Assalamu Aleikum, i have a question on which i always get mixed answers, is it haram for a person not to have love towards a parent as long as we dont disrespect them? I don’t have a relationship with my father at all and although it used to make me sad it doesn’t anymore because i’ve grown and accepted it. I’m mature enough to ignore his hateful behavior and ideas, he’s a difficult man for many reasons, is it bad that I don’t want him involed in my life without completely cutting him off?
Alaikumassalam wa rahmatullah,
The reason you get different answers is that people have different underlying assumptions. Those who have had great fathers find it unimaginable that one should not love their father, so they think of it as a character flaw.
At any rate, your father’s rights upon you are all material, not emotional. You have no duty to love him, but you have a duty to be charitable toward him, to care about his welfare, to treat him with respect and to not treat him like a stranger. These are all material duties and can be carried out whether you feel love toward him or not. It is actually a greater act of virtue to carry out your duties toward a parent when their personality makes it difficult to love them. It means these acts are done purely out of a sense of moral duty. When you have to force yourself to be kind and generous toward someone that requires a greater effort and sacrifice and therefore comes with an equally great reward.
Bad parents are a test like everything else in life and they are an opportunity for you to prove your virtue to God by doing what is good and right and kind regardless of how you feel and regardless of whether they deserve it.
If you can avoid them without making them feel bad or making them feel excluded (perhaps they do not care anyway), then that is fine. But if excluding them from something is likely to make them feel bad (such as not inviting them to a party), then it is better to invite them and suffer their presence.
As a human you have as much dignity as your parents and you are not required to sacrifice yourself for them.
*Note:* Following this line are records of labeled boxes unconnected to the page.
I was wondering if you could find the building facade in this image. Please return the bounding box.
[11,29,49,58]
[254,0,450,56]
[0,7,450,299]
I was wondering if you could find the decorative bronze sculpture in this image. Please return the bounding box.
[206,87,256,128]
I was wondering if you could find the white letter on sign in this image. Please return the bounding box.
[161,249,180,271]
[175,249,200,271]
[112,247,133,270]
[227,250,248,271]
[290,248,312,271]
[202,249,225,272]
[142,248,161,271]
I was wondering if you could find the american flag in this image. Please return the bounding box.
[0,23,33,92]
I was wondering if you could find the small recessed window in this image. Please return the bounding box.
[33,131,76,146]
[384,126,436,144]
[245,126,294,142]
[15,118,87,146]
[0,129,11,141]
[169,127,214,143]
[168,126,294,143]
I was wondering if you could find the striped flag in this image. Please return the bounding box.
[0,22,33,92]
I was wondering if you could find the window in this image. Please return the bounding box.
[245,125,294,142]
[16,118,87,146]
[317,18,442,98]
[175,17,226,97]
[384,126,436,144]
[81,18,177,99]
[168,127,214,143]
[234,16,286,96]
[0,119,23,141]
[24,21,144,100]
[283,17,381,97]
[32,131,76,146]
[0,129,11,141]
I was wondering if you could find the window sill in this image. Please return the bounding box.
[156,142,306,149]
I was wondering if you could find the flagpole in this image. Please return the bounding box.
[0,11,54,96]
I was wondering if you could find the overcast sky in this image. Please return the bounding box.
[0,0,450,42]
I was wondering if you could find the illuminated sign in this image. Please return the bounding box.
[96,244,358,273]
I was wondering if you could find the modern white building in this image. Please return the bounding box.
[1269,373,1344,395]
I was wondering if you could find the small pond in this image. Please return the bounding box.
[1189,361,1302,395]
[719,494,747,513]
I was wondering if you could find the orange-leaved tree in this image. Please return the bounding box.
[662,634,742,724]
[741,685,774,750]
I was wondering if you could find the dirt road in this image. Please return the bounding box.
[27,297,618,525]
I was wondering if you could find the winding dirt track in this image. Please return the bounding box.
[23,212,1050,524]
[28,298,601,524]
But by sacrificing some of your comfort and happiness for their sake every now and then you will prove your virtue and gain God’s rewards. A person who sacrifices their comfort to care for a sick parent even though they dislike it will invariably have other parts of their lives made easy and blessed for them: God may make their business prosper so that they have all the money they need while they care for the parent.
As a rule, whenever you make part of your life difficult for God’s sake, God will make other parts of your life easy for you.
Jazzak Allah Khair, it’s remarkable how this exact post came up on my tumblr feed first thing this morning. It’s almost as if there was some divine directed pull for me to see this message and response. I am a big believer in no occurrence being a coincidence. So once again Jazzak Allah Khair for your insightful and well thought out response. I find the timing to be divine intervention and reading your response has provided me peace. I’ve recently been conflicted with some family-related grief. My parents disagree with my personal choices and values, and I struggle to abide or endorse their teachings if they against my soul’s values and Islamic internalizations. I’m fighting racist and prejudiced values, which I believe go against our Islamic faith. My father and I always had a broken relationship as I mostly disagreed with his personal choices and behaviors against my mother and other family members. Nauzibillah, maybe I am wrong in my thoughts but I felt your advice helps me cope. There is certainly humility in accepting maybe this ideal loving father-daughter relationship may never occur for me in this lifetime, but through upholding respect and our charitable duties to each other — we salvage what we can. Once again, if I’ve misspoken forgive me, but wishing you well as spread dawa and the peace of Islam.
Assalamu Alaikum my niece got married 5 years ago. Still her mother in law not satisfied with her.She forcing her sin to divorce his wife poor girl my niece doesnt want it.she wants to unoin with her husband .pls i need advice what to do.Jazak allah kirun.
Assalamu Alaikum my niece got married 5 years ago. Still her mother in law not satisfied with her.She forcing her son to divorce his wife .poor girl my niece doesnt want it.she wants to union with her husband .pls i need advice what to do.Jazak allah kirun.
MashaaAllah. In this blessed ramadhan, I searched and came across this.
I have the exact same issue to my dad. Everything is well except for the fact that he just makes things to be very difficult to people around him. At times I find myself to really despise his ways but at the end of the day my heart grew soft and still loves him as a father. It turns into a love hate because he loves to use Agama as a weapon towards us, and shut us down and will never listen. He has to be right about everything. While he practices the basic islam teachings, he doesn’t deliver it nor act upon it for many years. The ego is just way too high.
And yet we are all still kind enough to swallow the frustrations. Allah knows how many times in these many years that I have cried profusely out of frustrations.
But Alhamdullilah…I met a really good man..
The response that you gave is true. Always carry out your duty as their children and Allah will bless you in other ways. I love everything that was reminded by you, the response. It really helps me and my iman.
I hope for everyone to have a good day and always be reminded that patience goes a very long way.